The Kalman filter is then introduced in the linear Gaussian case and subsequently extended to nonlinear Gaussian settings, for which several variants of the Kalman filter have been proposed. In particular, the Extended Kalman Filter (EKF) and the Unscented Kalman Filter (UKF) are briefly presented and compared, with an emphasis on their underlying assumptions, approximation strategies, and respective advantages and limitations.

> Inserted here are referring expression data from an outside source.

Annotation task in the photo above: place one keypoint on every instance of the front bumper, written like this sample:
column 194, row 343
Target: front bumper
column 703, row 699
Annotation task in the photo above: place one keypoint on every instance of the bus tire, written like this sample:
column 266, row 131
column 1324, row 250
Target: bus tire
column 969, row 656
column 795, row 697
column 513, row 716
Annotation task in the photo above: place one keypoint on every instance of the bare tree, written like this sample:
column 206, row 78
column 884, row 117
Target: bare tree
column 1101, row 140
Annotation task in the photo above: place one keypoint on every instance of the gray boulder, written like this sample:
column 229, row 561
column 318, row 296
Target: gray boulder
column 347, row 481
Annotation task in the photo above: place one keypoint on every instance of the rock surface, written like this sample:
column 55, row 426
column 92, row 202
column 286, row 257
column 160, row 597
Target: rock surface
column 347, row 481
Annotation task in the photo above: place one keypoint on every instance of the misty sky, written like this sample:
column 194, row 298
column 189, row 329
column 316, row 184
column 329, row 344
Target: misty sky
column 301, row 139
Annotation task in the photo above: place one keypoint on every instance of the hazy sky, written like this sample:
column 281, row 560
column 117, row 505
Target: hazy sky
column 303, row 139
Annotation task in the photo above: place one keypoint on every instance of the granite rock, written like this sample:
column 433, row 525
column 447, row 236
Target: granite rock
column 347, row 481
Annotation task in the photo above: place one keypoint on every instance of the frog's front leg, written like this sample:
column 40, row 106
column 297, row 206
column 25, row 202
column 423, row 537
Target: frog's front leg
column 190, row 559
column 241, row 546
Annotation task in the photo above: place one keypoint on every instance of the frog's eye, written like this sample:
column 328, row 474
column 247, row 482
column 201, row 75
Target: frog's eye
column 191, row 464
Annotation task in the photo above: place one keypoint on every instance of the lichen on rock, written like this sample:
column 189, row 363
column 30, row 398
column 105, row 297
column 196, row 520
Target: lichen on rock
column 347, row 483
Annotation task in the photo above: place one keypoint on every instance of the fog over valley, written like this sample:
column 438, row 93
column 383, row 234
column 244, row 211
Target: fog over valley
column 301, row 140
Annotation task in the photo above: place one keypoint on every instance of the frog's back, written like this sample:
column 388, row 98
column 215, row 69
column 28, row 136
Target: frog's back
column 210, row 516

In the final part, the course examines estimation problems in which the system dynamics evolve over time. Multiple-model approaches are introduced to account for such non-stationary behaviors, with a particular focus on the Interacting Multiple Model (IMM). Note that the IMM can also be applied in situations where certain parameters of the state-space model are unknown. Moreover, since some parameters of the IMM—namely the transition probabilities between the different
assumptions made on the system model—must be set a priori but are not necessarily known, methods to estimate them over time will also be presented. The selection of the different models will likewise be discussed. Throughout the course, the concepts and algorithms are illustrated using object tracking scenarios.
BIO
Eric Grivel received his PhD in signal processing in 2000 in Bordeaux (France). He joined Bordeaux Institute of Technology (Bordeaux INP) in 2001 as an assistant professor and then as a professor in 2011. For more than 20 years, he has been with the Signal & Image research group at IMS lab (which is a joint research unit for the French National Center for Scientific Research CNRS, University of Bordeaux and Bordeaux INP). His research activities deal with statistical signal processing with applications in speech and audio processing, mobile communication systems, radar processing, GPS navigation and biomedical. From 2010 to 2017, he was the head of the Telecommunications department at ENSEIRB-MATMECA, one of the graduate schools of engineering at Bordeaux INP. From 2014 to 2022, he was in charge of the Scientific Interest Group with Thales, University of Bordeaux, University of Poitiers, University of Limoges, Bordeaux INP, INRIA and CNRS. From 2021 to 2025, he was the Vice Dean of the international relations of Bordeaux INP.